Data Analysis Code Review


#1

Yes, this is going to end with me asking if anyone wants to review the code I am planning to publish with my next manuscript.

But first,

  1. What is the best way to go about finding some one to review your code? This seems like a really huge favor to ask! I'm curious how other people find reviewers, or what motivates people to step up and review.

  2. Most of what I have read about code review is written for developers. Does anyone know of any good guides for reviewing code for data analysis?
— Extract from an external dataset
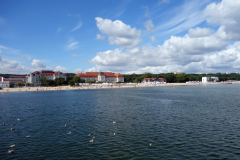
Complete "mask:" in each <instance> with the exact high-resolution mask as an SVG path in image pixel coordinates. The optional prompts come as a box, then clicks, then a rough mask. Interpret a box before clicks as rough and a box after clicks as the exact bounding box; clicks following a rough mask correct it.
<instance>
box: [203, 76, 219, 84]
mask: <svg viewBox="0 0 240 160" xmlns="http://www.w3.org/2000/svg"><path fill="white" fill-rule="evenodd" d="M218 81H219V79H218V77H202V83H209V82H218Z"/></svg>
My code consists of pulling soil, weather, and nitrous oxide data from a few different sources then building a predictive model to predict nitrous oxide emissions based off of soil and weather variables. I am planning to submit it as a Reply in Nature. It is a response to an analysis/model that needed to be improved. I think all the code will be ready for review by next week (9/12). I would be eternally grateful if anyone wants to take a look at what I've got.


#2

A lot of analysts have colleagues who can review code. Even if they have no R skills, you could walk them through the program and explain the purpose of each code chunk (btw, this is a great way to organize scripts and write documentation).

But an online community of data analysts who review one another's projects would be useful. You might want to pitch the idea to rOpenSci or the R Consortium

There's not much difference between "general" and "analysis" software, so the review process is similar. And it's possible to bundle a report as a package. Sometimes efficiency isn't a concern, but the other points apply:

  • Does it work?
  • Does the code follow a style, making it easily read?
  • Do the naming and organization help understand what's being done?
  • Are there directions for running/using it?
  • Do you bundle repeated actions inside functions? Use similar objects (ideally with well-defined structure) to hold similar data?
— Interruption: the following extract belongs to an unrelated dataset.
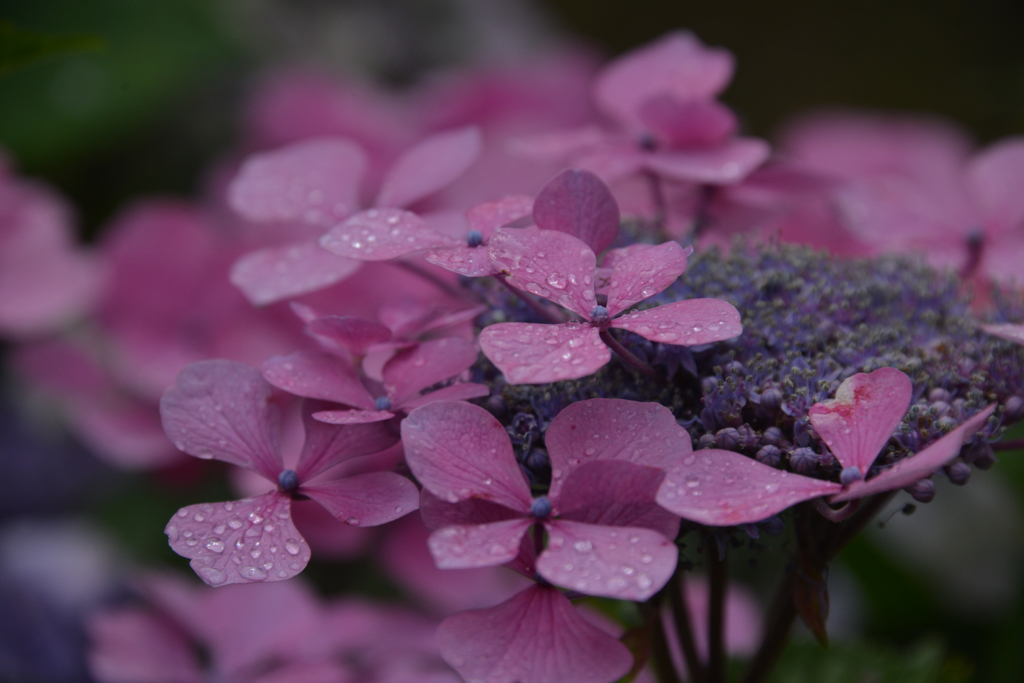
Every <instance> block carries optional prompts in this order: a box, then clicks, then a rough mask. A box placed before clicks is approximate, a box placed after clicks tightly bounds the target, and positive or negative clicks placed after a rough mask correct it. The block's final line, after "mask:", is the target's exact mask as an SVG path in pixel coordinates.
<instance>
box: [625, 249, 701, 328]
mask: <svg viewBox="0 0 1024 683" xmlns="http://www.w3.org/2000/svg"><path fill="white" fill-rule="evenodd" d="M691 253H693V248H692V247H689V248H687V249H683V248H682V247H681V246H679V243H676V242H666V243H664V244H659V245H657V246H654V247H649V248H647V249H640V250H633V251H631V252H629V253H628V254H624V255H621V256H616V258H615V259H614V264H615V265H614V269H613V270H612V271H611V284H610V286H609V288H608V306H607V308H608V314H609V315H612V316H614V315H617V314H618V313H621V312H623V311H624V310H626V309H627V308H629V307H630V306H632V305H633V304H635V303H639V302H640V301H643V300H644V299H646V298H648V297H652V296H654V295H655V294H658V293H659V292H664V291H665V289H666V288H667V287H669V286H670V285H672V283H674V282H676V279H677V278H679V275H681V274H683V271H684V270H686V257H687V256H689V255H690V254H691Z"/></svg>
I would recommend Workflow of Statistical Data Analysis by Oliver Kirchkamp. It's a lengthy guide to writing analysis reports using R. It doesn't explicitly address peer review, but does give opinions on how to code.


#3

This is a fantastic resource that I haven't see before -- thank you for sharing!


#4

Thanks for the resources and the nice reply! Kirchkamp looks like a very good reference.

I'd like to keep the question open. I've read quite a bit on "how to code", but just because the code looks right and works, doesn't mean it wouldn't benefit from a second set of eyes. I can't imagine ever submitting text without having some one look over it.
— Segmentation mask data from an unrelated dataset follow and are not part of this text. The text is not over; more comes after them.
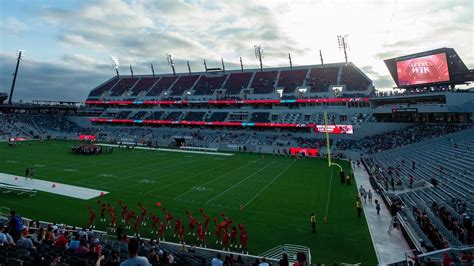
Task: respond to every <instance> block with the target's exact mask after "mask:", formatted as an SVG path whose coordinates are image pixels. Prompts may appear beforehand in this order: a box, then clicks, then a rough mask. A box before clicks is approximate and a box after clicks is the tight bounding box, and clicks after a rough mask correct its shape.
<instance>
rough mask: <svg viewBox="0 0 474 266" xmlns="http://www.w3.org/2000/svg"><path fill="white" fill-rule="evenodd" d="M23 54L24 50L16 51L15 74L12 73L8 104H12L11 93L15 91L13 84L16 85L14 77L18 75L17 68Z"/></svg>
mask: <svg viewBox="0 0 474 266" xmlns="http://www.w3.org/2000/svg"><path fill="white" fill-rule="evenodd" d="M24 53H25V51H24V50H18V51H17V55H18V57H17V60H16V67H15V73H13V81H12V88H11V89H10V96H9V97H8V104H9V105H11V104H12V98H13V91H14V90H15V83H16V76H17V74H18V67H19V66H20V60H21V57H22V56H23V54H24Z"/></svg>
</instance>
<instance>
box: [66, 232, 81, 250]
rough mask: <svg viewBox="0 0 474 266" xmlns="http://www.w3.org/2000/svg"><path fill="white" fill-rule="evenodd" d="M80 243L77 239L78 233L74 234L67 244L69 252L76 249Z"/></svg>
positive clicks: (78, 236)
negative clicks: (67, 243)
mask: <svg viewBox="0 0 474 266" xmlns="http://www.w3.org/2000/svg"><path fill="white" fill-rule="evenodd" d="M80 243H81V241H80V239H79V233H77V232H76V233H74V237H73V238H71V240H70V241H69V244H68V248H67V249H69V250H75V249H76V248H77V247H79V244H80Z"/></svg>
Still curious if there are more opinions or experiences out there related to code review.


#5

I don't have great answers (sorry!); this is a hard topic for data analysts that so far seems to be solved by individual lab groups, eg (if "solved" at all). But I wanted to point out that there's a very related ongoing discussion happening at the rOpenSci discussion board, with the goal to plan a community call on the topic relatively soon.